As Chivas mentioned Herman2 has posted his pinching procedure in our zone, the embryos are pinched if they form with less than ~90 days to first frost (in my location that's October 1). I've used that procedure and it has worked exactly as claimed. But I never pinch the growing tips of the branches, instead I prune the apical tips of the tree early in the season, select fruiting branches and allowing them to grow out, or allow last years pruned fruiting branch stubs to grow out. The fig embryos that form after July 1 (~ 90 days to October 1, first frost) are then pinched, the remaining figs are all allowed to ripen.
Champagne_FruitingBranchTypfor6_8-14-14.jpg .


Chivas,
I used a Hydroponic fertilizer, General Hydroponics' MaxiBloom 5-15-14 this past season in the Hydroponic Test and on a few potted trees.
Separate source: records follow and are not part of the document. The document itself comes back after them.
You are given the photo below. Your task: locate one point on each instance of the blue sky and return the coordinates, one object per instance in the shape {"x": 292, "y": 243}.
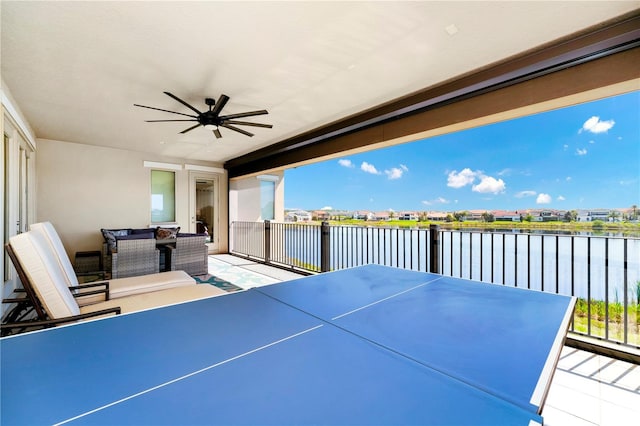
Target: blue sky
{"x": 585, "y": 156}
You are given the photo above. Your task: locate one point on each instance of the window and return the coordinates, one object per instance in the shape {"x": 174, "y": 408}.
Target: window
{"x": 267, "y": 199}
{"x": 163, "y": 196}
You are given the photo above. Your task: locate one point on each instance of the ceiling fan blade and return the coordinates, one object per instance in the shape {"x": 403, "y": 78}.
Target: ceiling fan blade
{"x": 235, "y": 129}
{"x": 248, "y": 123}
{"x": 172, "y": 112}
{"x": 244, "y": 114}
{"x": 190, "y": 128}
{"x": 222, "y": 101}
{"x": 163, "y": 121}
{"x": 182, "y": 102}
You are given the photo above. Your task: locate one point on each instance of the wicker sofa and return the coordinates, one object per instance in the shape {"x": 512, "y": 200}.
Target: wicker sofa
{"x": 129, "y": 251}
{"x": 190, "y": 254}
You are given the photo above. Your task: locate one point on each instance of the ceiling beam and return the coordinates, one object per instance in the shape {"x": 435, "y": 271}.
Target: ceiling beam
{"x": 601, "y": 56}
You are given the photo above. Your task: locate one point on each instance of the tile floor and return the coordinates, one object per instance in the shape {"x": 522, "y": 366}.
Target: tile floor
{"x": 586, "y": 390}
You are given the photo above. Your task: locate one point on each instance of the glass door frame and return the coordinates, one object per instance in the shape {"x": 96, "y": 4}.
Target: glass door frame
{"x": 214, "y": 228}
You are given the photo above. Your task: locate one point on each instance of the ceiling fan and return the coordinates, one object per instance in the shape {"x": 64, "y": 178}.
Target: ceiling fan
{"x": 212, "y": 117}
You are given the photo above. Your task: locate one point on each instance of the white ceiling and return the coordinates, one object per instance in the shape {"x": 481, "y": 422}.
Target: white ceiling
{"x": 75, "y": 69}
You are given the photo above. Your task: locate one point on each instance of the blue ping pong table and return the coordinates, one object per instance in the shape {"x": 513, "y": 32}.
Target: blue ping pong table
{"x": 367, "y": 345}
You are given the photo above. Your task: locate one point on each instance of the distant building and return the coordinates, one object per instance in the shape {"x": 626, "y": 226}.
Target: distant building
{"x": 506, "y": 216}
{"x": 362, "y": 215}
{"x": 408, "y": 215}
{"x": 297, "y": 216}
{"x": 595, "y": 214}
{"x": 441, "y": 216}
{"x": 381, "y": 216}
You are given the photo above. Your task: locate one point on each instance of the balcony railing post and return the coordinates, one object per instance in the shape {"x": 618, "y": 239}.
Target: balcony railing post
{"x": 325, "y": 244}
{"x": 434, "y": 249}
{"x": 267, "y": 241}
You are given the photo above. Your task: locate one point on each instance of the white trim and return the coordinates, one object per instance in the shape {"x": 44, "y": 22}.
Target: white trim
{"x": 13, "y": 113}
{"x": 158, "y": 165}
{"x": 203, "y": 168}
{"x": 269, "y": 178}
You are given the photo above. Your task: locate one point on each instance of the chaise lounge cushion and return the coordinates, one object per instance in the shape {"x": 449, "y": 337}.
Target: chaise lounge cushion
{"x": 119, "y": 287}
{"x": 38, "y": 261}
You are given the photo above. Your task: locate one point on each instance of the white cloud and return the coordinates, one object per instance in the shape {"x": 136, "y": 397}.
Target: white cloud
{"x": 595, "y": 125}
{"x": 439, "y": 200}
{"x": 369, "y": 168}
{"x": 523, "y": 194}
{"x": 489, "y": 184}
{"x": 346, "y": 163}
{"x": 543, "y": 199}
{"x": 458, "y": 180}
{"x": 396, "y": 172}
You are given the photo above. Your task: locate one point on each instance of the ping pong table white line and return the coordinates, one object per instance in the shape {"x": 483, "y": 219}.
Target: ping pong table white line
{"x": 386, "y": 298}
{"x": 186, "y": 376}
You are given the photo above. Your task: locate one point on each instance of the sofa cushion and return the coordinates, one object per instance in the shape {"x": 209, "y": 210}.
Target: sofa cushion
{"x": 157, "y": 298}
{"x": 142, "y": 230}
{"x": 124, "y": 287}
{"x": 166, "y": 233}
{"x": 146, "y": 236}
{"x": 186, "y": 234}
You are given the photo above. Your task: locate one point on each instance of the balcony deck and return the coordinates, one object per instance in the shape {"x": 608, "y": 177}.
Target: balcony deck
{"x": 587, "y": 389}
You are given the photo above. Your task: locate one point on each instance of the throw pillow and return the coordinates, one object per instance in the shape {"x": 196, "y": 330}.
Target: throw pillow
{"x": 166, "y": 233}
{"x": 110, "y": 236}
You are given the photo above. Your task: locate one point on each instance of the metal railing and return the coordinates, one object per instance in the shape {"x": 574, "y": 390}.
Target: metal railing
{"x": 602, "y": 272}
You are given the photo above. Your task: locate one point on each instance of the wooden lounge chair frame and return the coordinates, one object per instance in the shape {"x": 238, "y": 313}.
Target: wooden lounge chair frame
{"x": 31, "y": 301}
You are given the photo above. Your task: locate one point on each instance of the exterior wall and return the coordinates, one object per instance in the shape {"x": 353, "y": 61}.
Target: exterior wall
{"x": 83, "y": 188}
{"x": 244, "y": 199}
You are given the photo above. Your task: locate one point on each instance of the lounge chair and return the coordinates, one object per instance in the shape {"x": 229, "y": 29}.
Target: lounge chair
{"x": 119, "y": 287}
{"x": 55, "y": 303}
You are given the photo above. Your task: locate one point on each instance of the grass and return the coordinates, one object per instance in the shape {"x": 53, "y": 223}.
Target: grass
{"x": 595, "y": 227}
{"x": 595, "y": 313}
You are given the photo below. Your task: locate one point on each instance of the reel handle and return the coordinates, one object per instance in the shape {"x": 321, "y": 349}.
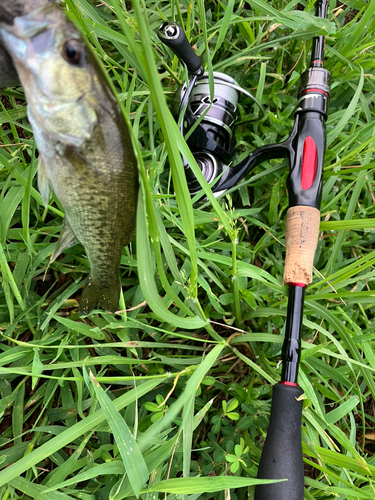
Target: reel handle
{"x": 173, "y": 36}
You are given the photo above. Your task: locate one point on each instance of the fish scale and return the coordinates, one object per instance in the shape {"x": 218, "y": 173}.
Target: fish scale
{"x": 86, "y": 154}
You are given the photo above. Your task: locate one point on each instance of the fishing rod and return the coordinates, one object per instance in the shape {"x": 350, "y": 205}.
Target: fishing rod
{"x": 212, "y": 145}
{"x": 282, "y": 452}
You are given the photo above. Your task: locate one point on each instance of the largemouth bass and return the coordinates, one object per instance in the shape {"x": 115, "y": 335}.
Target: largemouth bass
{"x": 85, "y": 151}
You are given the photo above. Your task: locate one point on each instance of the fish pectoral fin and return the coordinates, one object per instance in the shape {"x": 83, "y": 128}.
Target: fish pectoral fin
{"x": 43, "y": 182}
{"x": 67, "y": 239}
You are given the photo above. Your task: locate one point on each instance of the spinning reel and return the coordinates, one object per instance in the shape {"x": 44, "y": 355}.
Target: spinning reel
{"x": 211, "y": 139}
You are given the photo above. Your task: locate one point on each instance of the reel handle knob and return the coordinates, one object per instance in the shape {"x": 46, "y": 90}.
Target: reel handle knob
{"x": 173, "y": 36}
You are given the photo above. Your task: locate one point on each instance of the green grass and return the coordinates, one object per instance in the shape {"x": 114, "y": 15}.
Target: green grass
{"x": 183, "y": 378}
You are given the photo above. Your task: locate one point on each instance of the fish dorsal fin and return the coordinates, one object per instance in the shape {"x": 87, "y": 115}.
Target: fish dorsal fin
{"x": 67, "y": 239}
{"x": 43, "y": 182}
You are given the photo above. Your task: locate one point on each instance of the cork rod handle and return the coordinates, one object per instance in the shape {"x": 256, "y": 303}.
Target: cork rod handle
{"x": 301, "y": 240}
Its a balanced fertilizer which includes Calcium and Iron and can also be used with potting mix and soil. It seems to work quite well when used as the "finishing" fertilizer per Baud's recommendation. Before MaxiBloom was started the tree aborted the original 3 main crop figs, after starting MaxiBloom the entire plant is visibly healthier and the figs are progressing through the stagnant stage..
Timlight_MaxiBloom_8-14-14.jpg .

rcantor

Avatar / Picture

Registered:
Posts: 5,727
Reply with quote  #12 
I would never remove healthy leaves from a tree.  They are the source of sugar that makes the figs ripe and gets stored in the roots as starch to power growth in the Spring.
__________________
Zone 6, MO

Wish list:
Galicia Negra, De La Reina - Pons, Genovese Nero - Rafed's, Sbayi, Souadi, Acciano, Any Rimada, Sodus Sicilian, any Bass, Pons or Axier fig, any great tasting fig.